Mindaugas Panka (pomocnik Ruchu):
- Wynik pokazuje, że było to łatwe zwycięstwo, ale w rzeczywistości tak nie było. Zdobyliśmy trzy punkty i to jest ważne. To była moja pierwsza bramka ligowa, którą strzeliłem dzięki bardzo dobremu podaniu Maćka Jankowskiego. Bardzo się z tego cieszę! Zostało nam jeszcze sporo meczów w tej rundzie i mam nadzieję, że uzbieramy jeszcze sporo punktów (luk)
Filip Starzyński (pomocnik Ruchu):
- Wydaje mi się, że to był mój poprawny występ.
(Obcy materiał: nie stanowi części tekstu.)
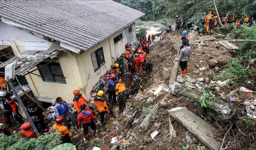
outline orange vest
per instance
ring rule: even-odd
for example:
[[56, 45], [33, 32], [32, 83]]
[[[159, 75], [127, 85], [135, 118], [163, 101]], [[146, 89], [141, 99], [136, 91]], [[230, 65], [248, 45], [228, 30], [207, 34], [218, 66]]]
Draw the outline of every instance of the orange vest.
[[72, 136], [72, 134], [68, 131], [68, 129], [67, 128], [67, 127], [65, 126], [62, 125], [60, 126], [58, 125], [57, 124], [55, 124], [52, 126], [52, 130], [55, 131], [57, 130], [60, 130], [61, 133], [60, 134], [60, 136], [64, 136], [67, 133], [68, 134], [68, 136]]

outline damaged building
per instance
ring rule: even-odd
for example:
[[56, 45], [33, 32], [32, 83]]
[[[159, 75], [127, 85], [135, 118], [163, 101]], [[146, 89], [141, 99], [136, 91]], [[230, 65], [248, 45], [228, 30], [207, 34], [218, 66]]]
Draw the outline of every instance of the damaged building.
[[0, 46], [15, 56], [0, 67], [15, 63], [38, 101], [71, 102], [78, 89], [88, 98], [144, 15], [110, 0], [1, 1]]

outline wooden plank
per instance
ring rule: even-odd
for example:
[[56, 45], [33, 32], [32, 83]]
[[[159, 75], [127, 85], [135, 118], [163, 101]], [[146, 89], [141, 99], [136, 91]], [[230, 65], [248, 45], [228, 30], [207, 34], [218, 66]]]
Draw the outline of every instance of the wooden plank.
[[222, 41], [224, 43], [228, 45], [228, 46], [229, 46], [229, 47], [230, 47], [230, 48], [231, 48], [231, 49], [232, 50], [238, 50], [239, 48], [236, 45], [234, 44], [233, 43], [231, 43], [229, 42], [229, 41]]
[[228, 45], [223, 43], [222, 41], [218, 41], [218, 43], [219, 43], [219, 44], [222, 45], [224, 48], [227, 48], [228, 49], [231, 49], [231, 48]]
[[202, 39], [198, 39], [198, 40], [196, 40], [196, 42], [205, 42], [205, 41], [213, 41], [214, 40], [215, 40], [216, 39], [216, 38], [212, 38], [211, 37], [209, 37], [209, 38], [203, 38]]
[[210, 38], [210, 37], [211, 37], [211, 36], [209, 36], [209, 35], [202, 36], [198, 38], [198, 40], [199, 40], [199, 39], [202, 39], [203, 38]]
[[173, 108], [169, 114], [210, 149], [217, 150], [220, 147], [213, 132], [216, 129], [211, 125], [188, 110], [185, 107]]

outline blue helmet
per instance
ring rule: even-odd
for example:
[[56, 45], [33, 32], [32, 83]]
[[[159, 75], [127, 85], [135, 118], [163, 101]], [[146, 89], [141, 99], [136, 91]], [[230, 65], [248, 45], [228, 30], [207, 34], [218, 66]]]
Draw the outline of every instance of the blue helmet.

Mogło być lepiej, bo miałem dwie sytuacje, które powinny zakończyć się bramką. Gdy dostałem piłkę na piąty metr od Maćka Jankowskiego, to mogłem tylko dołożyć nogę, a chciałem uderzyć mocniej i przestrzeliłem. Jeżeli będę mógł regularnie grać, to myślę, że forma będzie rosnąć. Robię wszystko, żeby grać w pierwszym składzie.
W pierwszej połowie nie było to ładne widowisko, bo obie drużyny grały chaotycznie. Udało nam się jednak wybronić i byliśmy skuteczniejsi. Widzew też miał przecież sytuacje, np. Stępiński sam na sam, więc mogło się zakończyć różnie. Mecz ułatwił nam bramkarz Widzewa, który się nie popisał i dostał czerwoną kartkę. (neo)
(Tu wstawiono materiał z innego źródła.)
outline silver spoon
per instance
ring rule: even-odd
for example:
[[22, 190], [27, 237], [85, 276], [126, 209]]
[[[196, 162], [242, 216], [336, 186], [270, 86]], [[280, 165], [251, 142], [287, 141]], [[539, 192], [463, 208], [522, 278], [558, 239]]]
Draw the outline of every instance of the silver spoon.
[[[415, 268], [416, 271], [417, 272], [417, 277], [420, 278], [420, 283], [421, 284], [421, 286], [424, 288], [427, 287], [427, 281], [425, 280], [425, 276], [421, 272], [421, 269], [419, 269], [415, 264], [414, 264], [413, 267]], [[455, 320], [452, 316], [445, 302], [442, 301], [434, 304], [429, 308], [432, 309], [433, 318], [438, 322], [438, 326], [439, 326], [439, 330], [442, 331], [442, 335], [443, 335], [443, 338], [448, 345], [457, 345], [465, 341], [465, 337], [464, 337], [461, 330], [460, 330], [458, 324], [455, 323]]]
Marcin Baszczyński (obrońca Ruchu):
- Ciężko było się podnieść po pierwszym meczu, jednak warto zaznaczyć, że to nasz trzeci mecz w tygodniu, a przerwy były krótkie. Nieważne było jak, musieliśmy wygrać to spotkanie. Nie możemy mieć do siebie pretensji o styl, on przyjdzie z następnymi zwycięstwami. Ciężko nam się rozkręcało, ale naszym celem były trzy punkty. Maciek Jankowski strzelił fajną bramkę, jest w dobrej formie, to bardzo nam pomaga.
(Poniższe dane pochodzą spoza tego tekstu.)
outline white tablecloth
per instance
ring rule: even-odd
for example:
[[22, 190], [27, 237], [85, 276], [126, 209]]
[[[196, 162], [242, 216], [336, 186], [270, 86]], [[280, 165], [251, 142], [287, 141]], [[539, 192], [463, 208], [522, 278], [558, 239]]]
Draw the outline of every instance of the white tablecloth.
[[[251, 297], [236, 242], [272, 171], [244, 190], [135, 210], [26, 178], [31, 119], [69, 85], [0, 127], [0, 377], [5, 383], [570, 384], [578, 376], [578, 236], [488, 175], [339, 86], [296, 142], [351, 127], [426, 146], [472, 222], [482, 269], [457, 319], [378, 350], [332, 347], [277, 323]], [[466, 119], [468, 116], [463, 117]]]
Po bramce na 1:0 nie cofnęliśmy się, tylko szukaliśmy kolejnych, dlatego z tych trzech goli trzeba się cieszyć. W szatni trener nas uczulał przypadkiem Lechii Gdańsk, która zremisowała z grającą w dziesiątkę Pogonią Szczecin.
Modlę się za trenera Jerzego Wyrobka, bo jest dla mnie jak drugi ojciec. To on wprowadzał mnie do drużyny. (luk)
Pavel Sultes (pomocnik Ruchu):
- Pierwsza połowa była nerwowa i oceniam ją dramatycznie, bo graliśmy słabo. Po przerwie już poszło i wynik jest dla nas bardzo dobry, zwłaszcza dla naszej psychiki. Chcieliśmy wygrać wysoko, dlatego tak mocno atakowaliśmy Widzew i nacieraliśmy na jego bramkę. Szkoda, że nie udało się więcej, ale 3:0 to dobry wynik dla nas. Mamy w końcu trzy punkty. Tym meczem może uda się odbić i zaczniemy wygrywać. (neo)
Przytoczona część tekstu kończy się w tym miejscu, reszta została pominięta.